Is usage of axiom of countable choice unavoidable to prove this?

No, there are no equivalences here: your statement doesn’t imply countable choice, and your statement is not a theorem of ZF.


You don’t need the full power of countable choice. With the notation of your proof, if you are merely given a sequence of non-empty countable subsets $\mathcal E_n\subset \{E:D_n=f^{-1}(E)\}$ then you can define $E_n=\bigcap_{E\in \mathcal E_n} E.$ So you can use the following weaker axiom described in Howard-Rubin’s “Consequences of the Axiom of Choice”:

FORM 131. $MC_\omega(\aleph_0,\infty)$: For every denumerable family $X$ of pairwise disjoint non-empty sets, there is a function $f$ such that for each $x\in X,$ $f(x)$ is a non-empty countable subset of $x.$

Countable choice is “Form 8” and is strictly weaker.


To show that your statement is not a theorem of ZF I will make use of a suitable permutation model.

Work in ZFC for now. One ingredient we need is a poset $P$ such that:

  • For every countable subset $B\subset P$ there exists $a,c\in P$ such that $a<b<c$ for all $b\in B.$
  • For every $a,b\in P$ there is an order automorphism of $P$ that takes $a$ to $b$

For example take $P$ to be the long line with its usual total order. Let $P^*$ denote the poset obtained from $P$ by adjoining a bottom element $-\infty$ and top element $\infty.$ Let $\mathcal I$ be the family of sets $E\subseteq P^*$ that are determined by a countable sequence of comparisons, in the specific sense that there exists a sequence $b:\omega\to P$ and a set $F\subset\mathcal P(\omega)$ such that $x\in E\iff \{i\in\omega:x \leq b(i)\}\in F.$ This is easily checked to be a $\sigma$-algebra, invariant under order automorphisms of $P^*,$ and has the following property:

$(\dagger)$ If $E\in\mathcal I$ and $E$ is invariant under order automorphisms of $P,$ then $E=\emptyset$ or $E=P^*.$

Proof of $(\dagger)$: For all $a,b\in P$ we have $a\in E\iff b\in E$ by the invariance under an automorphism taking $a$ to $b.$ By definition $E$ is determined by some sequence $p:\omega\to P.$ There exists $a\in P$ with $a\leq b(i)$ for all $i$; since $-\infty\leq b(i)$ as well, we have $-\infty\in E\iff a\in E.$ Similarly there exists $c\in P$ with $c>b(i)$ for all $i,$ so $\infty\in E\iff c\in E.$ Putting this together, if $E\cap P$ is empty so is $E,$ and if $E\cap P$ is nonempty then $E\cap P=P$ and hence $E=P^*.$ $\square$

Take $Y=\omega\times P^*.$ This is the set of atoms for the permutation model.
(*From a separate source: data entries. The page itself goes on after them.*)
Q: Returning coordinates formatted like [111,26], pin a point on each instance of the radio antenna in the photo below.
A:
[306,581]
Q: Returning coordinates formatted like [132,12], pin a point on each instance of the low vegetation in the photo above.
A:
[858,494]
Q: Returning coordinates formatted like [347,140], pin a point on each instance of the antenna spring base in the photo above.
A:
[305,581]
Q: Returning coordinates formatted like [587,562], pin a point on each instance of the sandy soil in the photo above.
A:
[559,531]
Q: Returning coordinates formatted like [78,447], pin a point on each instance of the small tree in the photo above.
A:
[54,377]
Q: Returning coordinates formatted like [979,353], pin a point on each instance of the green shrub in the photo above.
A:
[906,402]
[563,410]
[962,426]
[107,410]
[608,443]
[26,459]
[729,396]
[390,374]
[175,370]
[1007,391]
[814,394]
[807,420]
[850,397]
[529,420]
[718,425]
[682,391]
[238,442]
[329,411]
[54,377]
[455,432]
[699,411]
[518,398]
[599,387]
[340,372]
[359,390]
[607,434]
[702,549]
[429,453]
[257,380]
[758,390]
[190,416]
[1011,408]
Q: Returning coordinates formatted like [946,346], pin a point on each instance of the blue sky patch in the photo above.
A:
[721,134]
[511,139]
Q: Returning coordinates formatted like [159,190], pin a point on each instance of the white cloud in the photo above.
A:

The group of automorphisms is the direct product of countably many copies of the order automorphism group of $P^*,$ in symbols $\mathrm{Aut}(P^*,<)^\omega,$ with the normal filter generated by the subgroup of elements whose first $n$ components are trivial. This group acts on $Y$ by $g(i,g_i(p))=(i,p).$ Construct the permutation model of hereditarily symmetric sets with respect to this group action and normal filter.

The resulting permutation model contains $Y$ and the algebra $\mathcal N$ of subsets of $Y$ such that there exists $n$ such that for each $i\geq n,$ the set $Y\cap(\{i\}\times P^*)$ is either $\emptyset$ or $\{i\}\times P^*.$ Internally, $\mathcal N$ is a $\sigma$-algebra. Let $X=\omega\times \{-\infty,\infty\}\subset Y$ and let $f:X\to Y$ be the inclusion map. Then $\mathcal M=\{f^{-1}(E):E\in\mathcal N\}$ is not a $\sigma$-algebra: it contains the sequence of sets $D_n=n\times\{-\infty\},$ but not $\bigcup_n D_n=\omega\times\{-\infty\}.$

You can use the Jech-Sochor embedding theorem to embed this counterexample in a model of ZF.